Com roteiro próprio, apoio da comunidade local, financiamento da Fundação Garibaldi Brasil, além de trilha sonora da banda Maya com a música '‘Cor de Rosa'', Theteu vive o desafio de dar vida a essa história em forma de animação. Entre receios e descobertas, o processo criativo se revelou uma jornada de encontro e acolhimento. 

“Tenho encontrado pessoas que toparam participar e me acolheram, muitas delas da própria comunidade LGBTQIA+”, compartilha.

Banda Maya é responsável pela trilha sonora do filme. Foto: Acervo Pessoal

O maior cuidado, segundo ele, está em preservar o mistério e o respeito que cercam as figuras encantadas, sem esvaziá-las de sua força simbólica. Ao mesmo tempo, o curta insere temas urgentes, como a poluição dos rios e a exclusão de corpos dissidentes das narrativas tradicionais. 

“A maior potência é perceber o quanto nosso imaginário amazônico é fértil e vivo. Ele me atravessa, me conecta com a minha ancestralidade e cria pontes com outras pessoas que acreditam nesse sonho junto comigo’', defende.

Processo de criação do filme é coletivo e colorido. Foto: Acervo Pessoal

Ser encantado, ser quem nós somos

No contexto atual, em que a violência contra pessoas LGBTQIA+ ainda marca profundamente a região Norte, contar uma história de amor e cuidado entre dois homens na Amazônia é, acima de tudo, um ato político. Para Theteu, a arte é o lugar onde identidade, território e sonho se entrelaçam:

“Minha identidade de gênero é fluida, assim como as águas dos rios que atravessam o Norte. Tudo isso se mistura e vira força criativa. Quero um Norte onde nossas travessias sejam respeitadas, onde ser encantado, dissidente e amazônida não seja exceção, mas parte de uma floresta viva que acolhe’', afirma.

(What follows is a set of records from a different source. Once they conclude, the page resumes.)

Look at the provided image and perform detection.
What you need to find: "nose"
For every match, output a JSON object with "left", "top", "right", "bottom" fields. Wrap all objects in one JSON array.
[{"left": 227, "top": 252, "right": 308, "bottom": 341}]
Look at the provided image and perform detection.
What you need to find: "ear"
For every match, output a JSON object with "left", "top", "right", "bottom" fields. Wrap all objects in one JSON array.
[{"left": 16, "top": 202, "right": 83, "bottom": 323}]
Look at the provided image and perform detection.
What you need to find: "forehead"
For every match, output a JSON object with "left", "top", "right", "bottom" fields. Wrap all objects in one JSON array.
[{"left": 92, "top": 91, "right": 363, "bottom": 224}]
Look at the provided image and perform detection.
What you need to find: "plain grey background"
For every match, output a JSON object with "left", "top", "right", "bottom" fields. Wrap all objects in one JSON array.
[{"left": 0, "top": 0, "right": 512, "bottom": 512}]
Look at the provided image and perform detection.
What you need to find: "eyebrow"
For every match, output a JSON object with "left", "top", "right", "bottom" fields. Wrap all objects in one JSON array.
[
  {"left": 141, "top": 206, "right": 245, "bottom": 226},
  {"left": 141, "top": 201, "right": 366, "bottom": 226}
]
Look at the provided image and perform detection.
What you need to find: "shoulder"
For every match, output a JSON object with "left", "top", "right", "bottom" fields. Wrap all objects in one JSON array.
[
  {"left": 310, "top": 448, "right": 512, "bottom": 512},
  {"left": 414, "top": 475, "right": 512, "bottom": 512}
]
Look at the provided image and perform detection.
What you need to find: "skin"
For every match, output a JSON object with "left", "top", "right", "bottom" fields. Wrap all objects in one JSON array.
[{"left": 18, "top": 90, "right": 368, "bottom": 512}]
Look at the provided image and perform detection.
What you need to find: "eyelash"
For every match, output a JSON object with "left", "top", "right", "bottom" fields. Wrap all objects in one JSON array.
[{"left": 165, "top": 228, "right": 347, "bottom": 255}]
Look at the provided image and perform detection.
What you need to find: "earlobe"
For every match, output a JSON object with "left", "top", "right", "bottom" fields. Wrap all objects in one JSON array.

Mais do que contar uma história, o curta convida à reflexão sobre a relação entre pessoas, territórios e encantarias. Theteu espera que, ao assistir ao filme, o público sinta vontade de olhar para o outro com mais ternura e para o rio com mais respeito. 

Theteu e equipe que o acompanha no processo de criação do curta-metragem. Foto: Acervo Pessoal

“O orgulho se torna ferramenta para contar histórias que nos incluem, que nos acolhem e que mostram que nossos corpos dissidentes também merecem ser encantados”, declarou.

Sobre o Comitê Chico Mendes:

Criado em 1988 por militantes, familiares e organizações da sociedade civil na noite do assassinato do líder seringueiro e sindicalista Chico Mendes, o Comitê Chico Mendes surgiu como guardião de seus ideais e legado. Até 2021, atuou como um movimento social, promovendo a Semana Chico Mendes e o Festival Jovens do Futuro. 

Diante do desmonte da Política Nacional de Meio Ambiente, que afetou violentamente os territórios e suas populações, especialmente as Reservas Extrativistas, decidiu dar um passo estratégico para fortalecer sua atuação em prol do bem-estar social, ambiental, cultural e econômico das comunidades tradicionais. 

Em maio de 2021, após um amplo processo de escuta e diálogo entre membros e parceiros, optou-se pela institucionalização do Comitê Chico Mendes. A decisão representou um marco na trajetória da organização, permitindo a implementação de projetos estruturados sem abrir mão da essência de resistência, expressa nas Semanas Chico Mendes, realizadas desde 1989, e no Festival Jovens do Futuro, promovido a partir de 2020.